Grundig falls into that category, though the slim, gloss black GU22DVDBLK has a novel extra feature up its sleeve in the shape of a side-loading DVD player. That, of course, restricts its slimness, though it's actually very hard to find anything at this size - and, especially, price - that's slim, or has an advanced spec (Sony being the main exception).
Tuning-in Freeview channels on the TV itself is easy and quick, thanks in part to a delicious onscreen menu system that's as good looking as it is useful. Better still, digital pictures contain just enough contrast and plenty of colour to help make the GU22DVDBLK seem a good value TV on these strengths alone.
OK, so its 3W speakers aren't great, but they deliver enough in the way of bass and treble detail to give dialogue-based fare on TV the power to impress.
In short, the GU22DVDBLK gets away with its weaknesses by offering a sturdy package, but that all falls apart when you use the remote control to put the set in DVD mode. Firstly, it spits out a lot of DVDs. When it doesn't, picture quality is acceptable - especially if the GU22DVDBLK is going to be used in a bedroom - but that's where the good news ends. The main problem is that discs take a long time to load, while proceedings aren't helped by a bare bones menu system that's completely at odds with the glossy, understated and excellent digital TV interface.
Basically, the DVD drive has been bolted on; it's a completely separate device whose only relationship to the TV is physical. Worse still, the GU22DVDBLK's notable digital media boasts all hinge on this same interface. It's highly possible that some will be attracted solely by the GU22DVDBLK's digital media talents.

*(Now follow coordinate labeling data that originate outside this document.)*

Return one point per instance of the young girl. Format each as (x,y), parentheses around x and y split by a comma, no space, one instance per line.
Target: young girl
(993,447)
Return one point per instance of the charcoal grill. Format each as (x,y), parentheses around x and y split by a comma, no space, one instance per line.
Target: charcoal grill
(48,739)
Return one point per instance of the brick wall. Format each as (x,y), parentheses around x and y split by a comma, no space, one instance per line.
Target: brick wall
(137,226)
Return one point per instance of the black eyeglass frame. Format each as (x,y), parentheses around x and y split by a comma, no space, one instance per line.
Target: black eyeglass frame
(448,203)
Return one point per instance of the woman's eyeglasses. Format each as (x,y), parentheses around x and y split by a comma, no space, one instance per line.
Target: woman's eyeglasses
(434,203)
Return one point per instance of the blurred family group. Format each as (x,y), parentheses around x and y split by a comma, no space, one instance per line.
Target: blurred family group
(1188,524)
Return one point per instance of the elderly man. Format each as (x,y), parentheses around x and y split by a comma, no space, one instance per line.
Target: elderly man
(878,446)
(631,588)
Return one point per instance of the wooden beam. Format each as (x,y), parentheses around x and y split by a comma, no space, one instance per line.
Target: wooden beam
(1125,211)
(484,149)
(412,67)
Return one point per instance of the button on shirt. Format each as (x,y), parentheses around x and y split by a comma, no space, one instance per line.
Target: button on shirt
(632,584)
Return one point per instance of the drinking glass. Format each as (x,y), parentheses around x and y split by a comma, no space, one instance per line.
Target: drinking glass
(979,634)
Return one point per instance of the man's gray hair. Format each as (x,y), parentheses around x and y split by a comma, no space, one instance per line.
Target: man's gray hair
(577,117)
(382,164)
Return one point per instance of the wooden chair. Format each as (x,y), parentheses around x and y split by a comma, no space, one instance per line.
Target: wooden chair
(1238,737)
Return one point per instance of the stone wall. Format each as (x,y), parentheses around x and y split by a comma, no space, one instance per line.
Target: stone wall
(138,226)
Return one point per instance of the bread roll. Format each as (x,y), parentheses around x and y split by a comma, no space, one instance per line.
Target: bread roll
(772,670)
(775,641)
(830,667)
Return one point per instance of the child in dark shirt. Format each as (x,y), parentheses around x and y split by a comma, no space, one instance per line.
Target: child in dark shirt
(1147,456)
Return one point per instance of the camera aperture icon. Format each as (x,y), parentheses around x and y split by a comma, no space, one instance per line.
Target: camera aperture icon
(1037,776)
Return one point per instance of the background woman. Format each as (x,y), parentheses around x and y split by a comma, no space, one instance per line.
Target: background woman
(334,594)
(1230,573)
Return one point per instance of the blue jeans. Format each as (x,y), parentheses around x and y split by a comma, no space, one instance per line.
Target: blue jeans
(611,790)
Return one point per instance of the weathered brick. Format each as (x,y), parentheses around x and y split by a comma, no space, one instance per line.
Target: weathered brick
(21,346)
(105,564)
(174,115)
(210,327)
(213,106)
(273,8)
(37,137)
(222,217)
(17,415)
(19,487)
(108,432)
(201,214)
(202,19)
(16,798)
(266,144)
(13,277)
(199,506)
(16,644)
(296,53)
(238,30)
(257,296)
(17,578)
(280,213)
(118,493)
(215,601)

If so, it's time to look away now, because even though this set does have a side-mounted USB 2.0 port alongside a memory card slot that can accept SD or MMC types, its performance with them both is thoroughly disappointing.
Once inserted - and after a 30-second wait - you're presented with an ugly, low resolution - and almost illegible - root file list that skips over any format it cannot play. And, sadly, that's almost everything; we only managed to get an achingly slow slideshow of JPEGs to display, and a couple of WMA music files to play. Don't let that ruin your impression of the GU22DVDBLK because, if you're not going to shove in USB sticks and memory cards, its failure with them is irrelevant.
But it may be worth holding on for a while if you're after something small; with digital switchover now complete in much of the UK - and the recession continuing to bite - the market for second sets like this Grundig is on the increase. As such we're likely to see more svelte designs sporting extras like Freeview HD tuners, though arguably such an innovation would be a waste at this small size.
The built-in DVD player isn't going anywhere, though you can blame burgeoning sales of PlayStation 3s for that particular idea not having progressed to an integrated Blu-ray player. Despite its rough edges, Grundig's GU22DVDBLK makes for a fair value effort that will suit plenty of consumers after a basic Freeview telly.
This 22-inch LCD TV with built-in DVD puts in a thoroughly respectable performance with Freeview, though it could hardly be called a polished affair; some weedy sound accompanied by some very rudimentary, low-resolution onscreen menus seriously take the edge off, while its compatibility with digital media files is very limited.